Città Sant’Angelo. Longoverde accusa l’amministrazione di aver dichiarato l’edificio poco sicuro per prendere i fondi. Perazzetti: c’è in gioco la sicurezza
CITTÀ SANT’ANGELO. «La scuola di Fonte Umano è stata dichiarata non sicura semplicemente per poter accedere ai finanziamenti». È questa l’accusa che la consigliera Pd di Città Sant’Angelo, Patrizia Longoverde, muove all’amministrazione comunale con riferimento alla chiusura del plesso scolastico, che durante la scorsa estate non aveva superato i test anti sismici. Un’accusa che la Longoverde fa, rispondendo al messaggio di una mamma e che innesca la reazione del sindaco Matteo Perazzetti. «Fare affermazioni del genere è un fatto doppiamente grave», scrive il primo cittadino in risposta al post della consigliera di opposizione. «Sia perché si prendono in giro i cittadini, sia perché si diffama l’operato di un ingegnere» analizza, allegando alla riposta l’esito della perizia effettuata dal professionista.

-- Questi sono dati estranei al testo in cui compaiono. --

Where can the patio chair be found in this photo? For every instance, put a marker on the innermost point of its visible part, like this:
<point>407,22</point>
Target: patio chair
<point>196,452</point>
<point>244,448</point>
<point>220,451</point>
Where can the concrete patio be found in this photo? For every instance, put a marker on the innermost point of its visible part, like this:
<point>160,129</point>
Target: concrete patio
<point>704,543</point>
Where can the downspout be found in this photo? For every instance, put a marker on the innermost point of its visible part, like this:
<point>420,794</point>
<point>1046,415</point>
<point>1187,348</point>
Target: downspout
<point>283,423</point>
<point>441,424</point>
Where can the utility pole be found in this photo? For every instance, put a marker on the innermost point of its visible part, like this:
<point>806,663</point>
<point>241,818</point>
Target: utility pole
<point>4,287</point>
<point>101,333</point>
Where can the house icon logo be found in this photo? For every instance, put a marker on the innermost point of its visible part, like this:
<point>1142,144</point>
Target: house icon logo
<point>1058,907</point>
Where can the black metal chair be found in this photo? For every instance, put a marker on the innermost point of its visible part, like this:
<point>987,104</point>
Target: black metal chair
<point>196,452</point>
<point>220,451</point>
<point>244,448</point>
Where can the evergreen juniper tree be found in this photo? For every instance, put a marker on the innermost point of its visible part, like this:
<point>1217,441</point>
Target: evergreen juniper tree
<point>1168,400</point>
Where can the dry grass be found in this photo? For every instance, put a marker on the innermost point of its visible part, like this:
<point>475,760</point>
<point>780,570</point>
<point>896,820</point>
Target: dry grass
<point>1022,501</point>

«Mi dispiace dirlo, ma ci troviamo davanti a un fatto da censurare e di una gravità assoluta: parliamo di un locale che avrebbe dovuto accogliere dei bambini. Le rispettive famiglie già vivono i disagi di un anno particolare. Non hanno bisogno di falsità, ma di essere aiutate».
E ancora: «Da una consigliera, collega di un ingegnere, trovo questo fatto gravissimo. Quando ci sono in gioco le vite delle persone è meglio farsi un esame di coscienza prima di scrivere, la politica fatela su altre cose», chiosa Perazzetti.
La polemica era stata innescata dal partito di Longoverde, che aveva criticato la mancata gratuità dello scuolabus per i bimbi costretti a trasferirsi dalla scuola attualmente chiusa di Fonte Umano, alla Verzella. Una polemica a cui il sindaco aveva già voluto dare risposta, spiegando le ragioni della scelta, ma sulla quale è tornato dopo che l’attenzione è stata spostata su un altro tema.